El gobernador Gavin Newsom dice que el estado de emergencia por el COVID-19 de California terminará el 28 de febrero, solo cuatro días antes de que se cumplan tres años desde que emitió la primera de innumerables órdenes que dijo que eran necesarias para hacer frente a la pandemia.
“A lo largo de la pandemia, nos hemos guiado por la ciencia y los datos, moviéndonos rápida y estratégicamente para salvar vidas”, dijo Newsom en octubre al anunciar la fecha de finalización de febrero. “El estado de emergencia fue una herramienta efectiva y necesaria que utilizamos para proteger nuestro estado, y no hubiéramos llegado a este punto sin él”.
La eficacia de las órdenes pandémicas de Newsom se debatirá durante años, en particular el cierre de escuelas y negocios y los miles de millones de dólares en contratos sin licitación emitidos por su administración.
Sin embargo, lo que no se puede debatir es que su impacto en millones de californianos perdurará durante años, décadas o incluso generaciones.
Casi 3 millones de californianos perdieron sus trabajos debido a las órdenes de cierre. Si bien el estado, en papel, recuperó todos los empleos que perdió, innumerables pequeñas empresas que cerraron sus puertas no han vuelto a abrir.
Con el trabajo en casa como norma cada vez mayor, los restaurantes y otros negocios que dependían del empleo concentrado fueron derrotados. Los centros de las ciudades más grandes del estado, incluida la capital del estado, Sacramento, fueron vaciados y, en general, no se han recuperado.
La marcada división de California entre los que tienen y los que no tienen se hizo más amplia. Los californianos de altos ingresos podían hacer su trabajo desde casa, pero los trabajadores de servicios de bajos ingresos simplemente perdieron sus trabajos. Algunos calificaron para el seguro de desempleo, pero un colapso administrativo en el Departamento de Desarrollo del Empleo del estado retrasó, a veces durante meses, los beneficios para los reclamantes legítimos mientras el EDD entregaba miles de millones de dólares a los estafadores.
El cierre de escuelas y los esfuerzos irregulares para continuar la instrucción a través de Internet tuvieron un efecto devastador en los estudiantes, especialmente en aquellos de familias pobres que carecían de tecnología y cuyos padres no podían trabajar desde casa. La “brecha de rendimiento” que ha afectado durante mucho tiempo al sistema de escuelas públicas de California se amplió aún más, según ha descubierto una investigación reciente.
Varios estudios nuevos agregan aún más evidencia de que los pasos tomados por el estado para combatir el COVID-19 tendrán impactos negativos a largo plazo.
Un análisis de The Associated Press, el proyecto Big Local News de la Universidad de Stanford y el profesor de educación de Stanford, Thomas Dee, determinó que 234.000 estudiantes en 21 estados desaparecieron de las listas de inscripción en las escuelas públicas durante la pandemia. Más de la mitad de ellos estaban en California.
En general, en esos estados, la inscripción se redujo en alrededor de 700,000 estudiantes, pero la mayor parte de la disminución podría explicarse por las inscripciones en escuelas privadas, los movimientos a otros estados o los cambios a la instrucción en el hogar. De las 234,000 ausencias restantes para las que no hubo explicación, dijeron los investigadores, 152,000 fueron en California.

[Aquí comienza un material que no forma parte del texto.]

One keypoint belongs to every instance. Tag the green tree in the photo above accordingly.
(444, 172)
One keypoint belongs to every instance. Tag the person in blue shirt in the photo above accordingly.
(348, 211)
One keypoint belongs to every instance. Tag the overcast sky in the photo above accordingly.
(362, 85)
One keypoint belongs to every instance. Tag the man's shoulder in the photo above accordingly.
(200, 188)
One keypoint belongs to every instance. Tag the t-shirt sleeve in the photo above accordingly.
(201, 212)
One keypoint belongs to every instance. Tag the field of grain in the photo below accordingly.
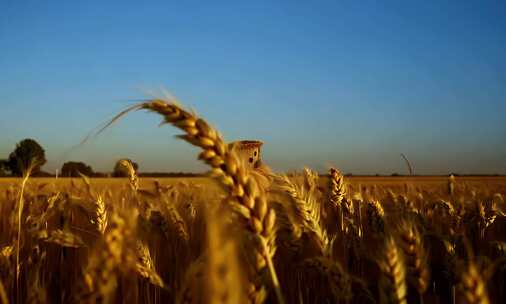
(248, 235)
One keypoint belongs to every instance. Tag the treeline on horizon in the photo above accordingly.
(29, 153)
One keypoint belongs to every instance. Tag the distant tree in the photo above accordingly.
(28, 153)
(3, 168)
(120, 170)
(72, 169)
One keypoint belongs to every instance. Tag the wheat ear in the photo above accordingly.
(473, 286)
(245, 194)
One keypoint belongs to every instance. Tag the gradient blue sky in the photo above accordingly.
(346, 83)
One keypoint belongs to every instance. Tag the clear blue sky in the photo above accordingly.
(346, 83)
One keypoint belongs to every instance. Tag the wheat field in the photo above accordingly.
(244, 235)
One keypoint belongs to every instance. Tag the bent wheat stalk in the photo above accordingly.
(245, 195)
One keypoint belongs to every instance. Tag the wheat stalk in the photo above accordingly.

El Instituto de Políticas Públicas de California procesó los números y descubrió que el COVID-19 no solo mató a unos 100.000 californianos, sino que la esperanza de vida del estado, que había estado empatada con Hawái en 80,9 años, la más alta del país, se ha reducido en dos años. primera disminución de este tipo desde la Segunda Guerra Mundial.
PPIC descubrió que la tasa de mortalidad más alta ha afectado de manera desproporcionada a los californianos que no son blancos, en particular a los residentes latinos y negros. “Entre 2019 y 2021, la tasa de mortalidad (muertes por cada 1000 residentes) aumentó un 51 % entre los latinos, un 31 % entre los negros, un 26 % entre los asiático-americanos y un 17 % entre los blancos”, informó el PPIC.
Finalmente, un nuevo estudio del Centro de Investigación de Políticas de Salud de UCLA encontró que las órdenes de quedarse en casa de Newsom, que afectaron a las empresas, los centros de cuidado infantil y la escuela, crearon dificultades financieras que provocaron angustia psicológica y un fuerte aumento de la agitación y el conflicto, incluida la violencia doméstica. .
Algunas víctimas de COVID-19 están experimentando COVID prolongado, con efectos debilitantes duraderos. California también sufre efectos persistentes.